Читаем Бремя выбора. Повесть о Владимире Загорском полностью

— Сходи к соседям. Хватит мне рассолом кишки полоскать. — Лукич сел за стол, вздохнул длинно, как больной после жара.

Анисья Степановна взяла из шкафчика пустую четверть, обходя Лубоцкого, сказала:

— Проходи, коли зашел. — Хотела сказать грубо, но не сумела, то ли от страху, то ли все же блюдя достоинство. — Денис-то слег, бедный, как ты ушел, осиротел. Зачем было ласкать его? Эх, барство все.

— Я не виноват перед вами.

— Ладно, заладил. Я, что ли, виновата? — проговорила Анисья Степановна, не бранясь, терпя, не вернешь теперь. — А тот супостат ушел?

— Ушел.

— Бог его покарает. — Зажав четверть под локтем, она обеими руками взялась за передник, снова засморкалась. — Мне-то что, Марфуте готовилось.

— Хватит! — Лукич стукнул по столу, напоминание разозлило его. — Хватит, — повторил он спокойнее и пояснил — Он от воли своей отказался. Проходи, Бедовый.

От воли, он не отказывался. Волю свою он проявил.

Анисья вышла. Марфута за занавеской бормотала Денису вполголоса:

— Дениска, Денюша, медовая груша, в печи не бывал ты, жару не видал ты. Заиграли утки в дудки, журавли пошли плясать, долги ноги выставлять, долги шеи протягать…

— Садись, Бедовый! — приказал Лукич. — Ты барин, да и я не татарин. — Он оживился в надежде на лечебное зелье, за которым ушла жена.

Лубоцкий опустил котомку возле порога, она осела тощим комочком, тряпкой, Лукич последил за его движением, наверное, все-таки надеялся — может, хоть доля там…

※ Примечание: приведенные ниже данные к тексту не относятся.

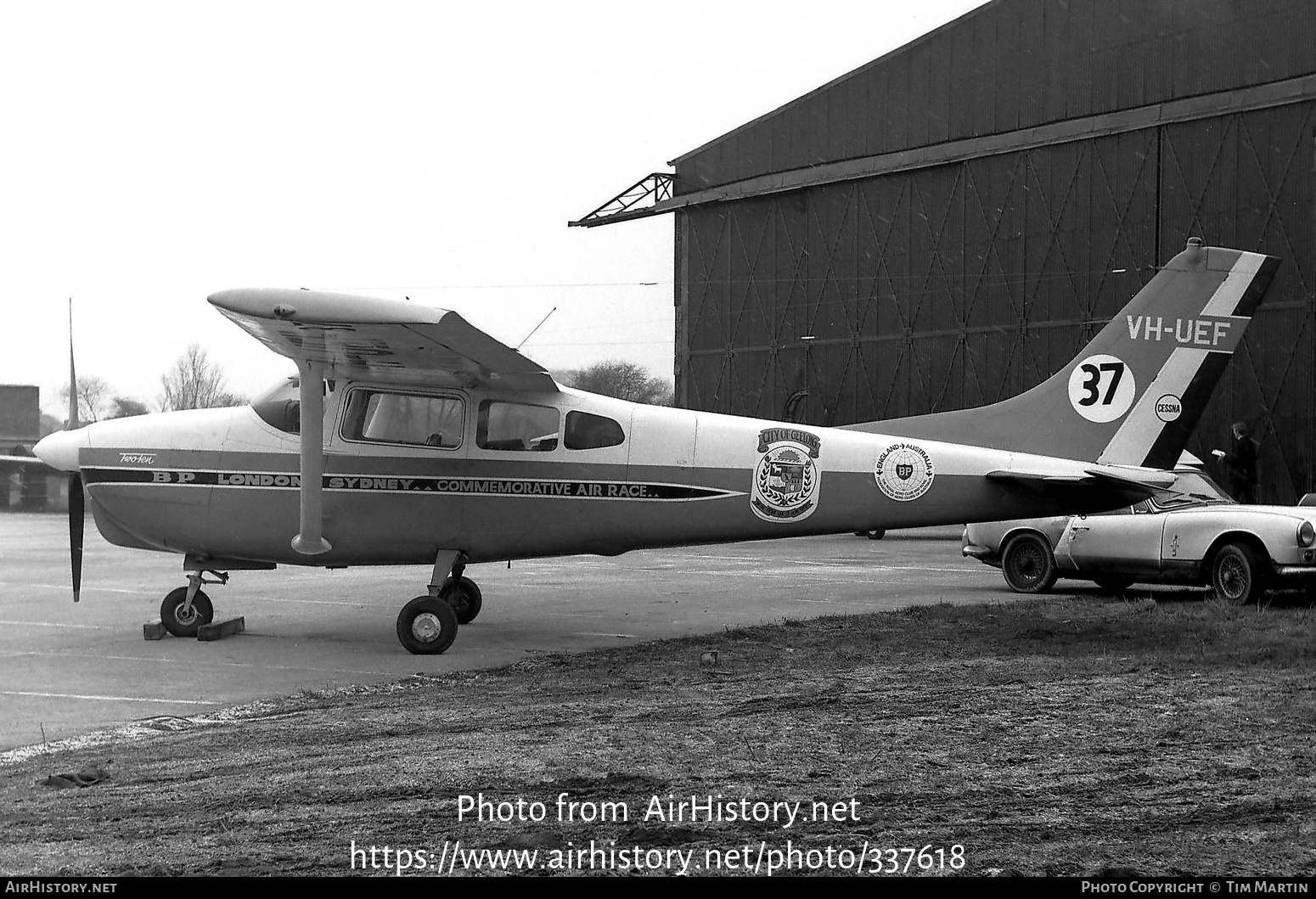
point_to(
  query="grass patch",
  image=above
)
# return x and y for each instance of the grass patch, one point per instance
(1055, 736)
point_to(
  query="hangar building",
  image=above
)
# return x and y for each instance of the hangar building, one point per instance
(948, 225)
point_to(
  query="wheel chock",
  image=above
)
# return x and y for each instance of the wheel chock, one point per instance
(219, 629)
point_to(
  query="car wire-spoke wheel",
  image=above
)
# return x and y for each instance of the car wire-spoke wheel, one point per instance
(1236, 574)
(1028, 565)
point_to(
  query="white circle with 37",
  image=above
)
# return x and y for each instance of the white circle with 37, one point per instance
(1102, 387)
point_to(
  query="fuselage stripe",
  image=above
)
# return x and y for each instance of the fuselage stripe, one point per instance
(456, 485)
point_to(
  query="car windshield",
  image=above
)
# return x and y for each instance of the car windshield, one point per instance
(1191, 489)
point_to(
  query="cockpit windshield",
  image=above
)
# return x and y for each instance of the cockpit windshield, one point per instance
(280, 406)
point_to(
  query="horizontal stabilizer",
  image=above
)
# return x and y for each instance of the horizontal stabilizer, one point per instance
(1144, 482)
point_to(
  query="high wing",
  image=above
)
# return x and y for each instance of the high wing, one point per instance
(357, 337)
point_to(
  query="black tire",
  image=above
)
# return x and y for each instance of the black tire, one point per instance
(1236, 574)
(186, 624)
(464, 598)
(1114, 583)
(1028, 565)
(426, 626)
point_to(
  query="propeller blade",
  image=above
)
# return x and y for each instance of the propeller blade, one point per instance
(76, 514)
(73, 375)
(76, 528)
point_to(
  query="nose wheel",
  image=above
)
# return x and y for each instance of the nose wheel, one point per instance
(187, 609)
(426, 626)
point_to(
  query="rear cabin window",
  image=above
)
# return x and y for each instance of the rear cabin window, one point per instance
(586, 430)
(517, 427)
(387, 418)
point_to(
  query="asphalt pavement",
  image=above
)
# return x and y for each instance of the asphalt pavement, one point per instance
(67, 669)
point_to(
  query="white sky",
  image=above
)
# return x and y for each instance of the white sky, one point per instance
(155, 153)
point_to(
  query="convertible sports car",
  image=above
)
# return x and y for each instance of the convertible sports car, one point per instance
(1191, 533)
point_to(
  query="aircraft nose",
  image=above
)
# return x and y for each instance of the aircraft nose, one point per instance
(59, 451)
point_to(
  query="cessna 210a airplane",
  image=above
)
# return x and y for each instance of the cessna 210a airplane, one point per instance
(415, 439)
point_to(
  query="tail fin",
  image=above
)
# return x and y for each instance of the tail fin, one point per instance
(1134, 394)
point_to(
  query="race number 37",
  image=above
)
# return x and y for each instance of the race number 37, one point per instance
(1102, 389)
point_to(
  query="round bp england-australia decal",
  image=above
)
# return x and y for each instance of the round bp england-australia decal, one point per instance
(903, 471)
(787, 477)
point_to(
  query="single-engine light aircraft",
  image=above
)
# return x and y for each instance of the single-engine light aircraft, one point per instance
(412, 437)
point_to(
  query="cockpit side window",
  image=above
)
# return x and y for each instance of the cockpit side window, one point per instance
(586, 430)
(418, 420)
(516, 427)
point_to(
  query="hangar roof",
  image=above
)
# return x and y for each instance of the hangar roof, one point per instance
(1015, 65)
(1007, 76)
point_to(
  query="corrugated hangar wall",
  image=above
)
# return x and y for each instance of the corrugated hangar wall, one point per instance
(948, 274)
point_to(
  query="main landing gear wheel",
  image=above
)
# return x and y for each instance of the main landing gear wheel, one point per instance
(426, 626)
(464, 597)
(1028, 565)
(1236, 574)
(183, 621)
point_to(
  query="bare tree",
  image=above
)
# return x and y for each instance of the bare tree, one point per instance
(196, 383)
(127, 407)
(93, 398)
(626, 380)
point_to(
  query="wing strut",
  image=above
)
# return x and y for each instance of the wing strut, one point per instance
(310, 542)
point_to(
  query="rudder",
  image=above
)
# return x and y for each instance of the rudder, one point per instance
(1137, 390)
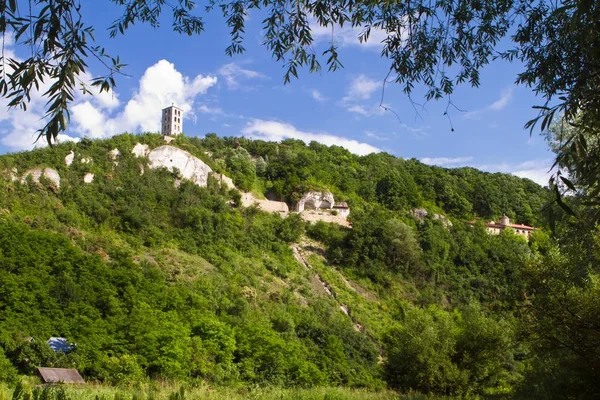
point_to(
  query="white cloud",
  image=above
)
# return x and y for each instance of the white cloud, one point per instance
(233, 73)
(497, 105)
(93, 116)
(446, 161)
(210, 110)
(160, 86)
(317, 95)
(361, 88)
(538, 170)
(277, 131)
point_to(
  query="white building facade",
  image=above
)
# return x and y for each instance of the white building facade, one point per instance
(172, 121)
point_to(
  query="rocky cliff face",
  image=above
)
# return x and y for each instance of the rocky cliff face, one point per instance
(315, 200)
(190, 167)
(39, 172)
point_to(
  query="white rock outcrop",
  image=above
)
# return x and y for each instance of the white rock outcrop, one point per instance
(314, 201)
(88, 178)
(280, 207)
(10, 174)
(190, 167)
(445, 221)
(69, 158)
(224, 179)
(140, 150)
(36, 173)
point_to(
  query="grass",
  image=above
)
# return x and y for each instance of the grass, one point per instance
(158, 391)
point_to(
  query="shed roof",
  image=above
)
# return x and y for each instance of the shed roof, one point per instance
(55, 375)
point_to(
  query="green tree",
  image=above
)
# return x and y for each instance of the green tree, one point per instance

Лубоцкий сел к столу. На скобленых желтых досках в темной долбленой тарелке лежал хлеб. Никогда он прежде не думал, что хлеб может так источать запах!

Лукич молчал.

— Гуси-лебеди летели, в чисто поле залетели, на полянку сели, — бормотала Марфута за занавеской.

— Марфута, чай поставь! — велел ей Лукич.

— Иду-у! — живо отозвалась она, будто ничего и не было.

Горе у нее отраженное, от родителей, сама она еще не успела узнать, чего они стоят, кольца, броши, червонцы, но сердится — наше забрали, посмели, наше не смейте трогать.

Лубоцкий не смотрел на хлеб, но видел пористый срез ломтей острым ножом. Один, два, три, четыре… восемь ломтей хлеба с хрусткой корочкой. Лежат себе…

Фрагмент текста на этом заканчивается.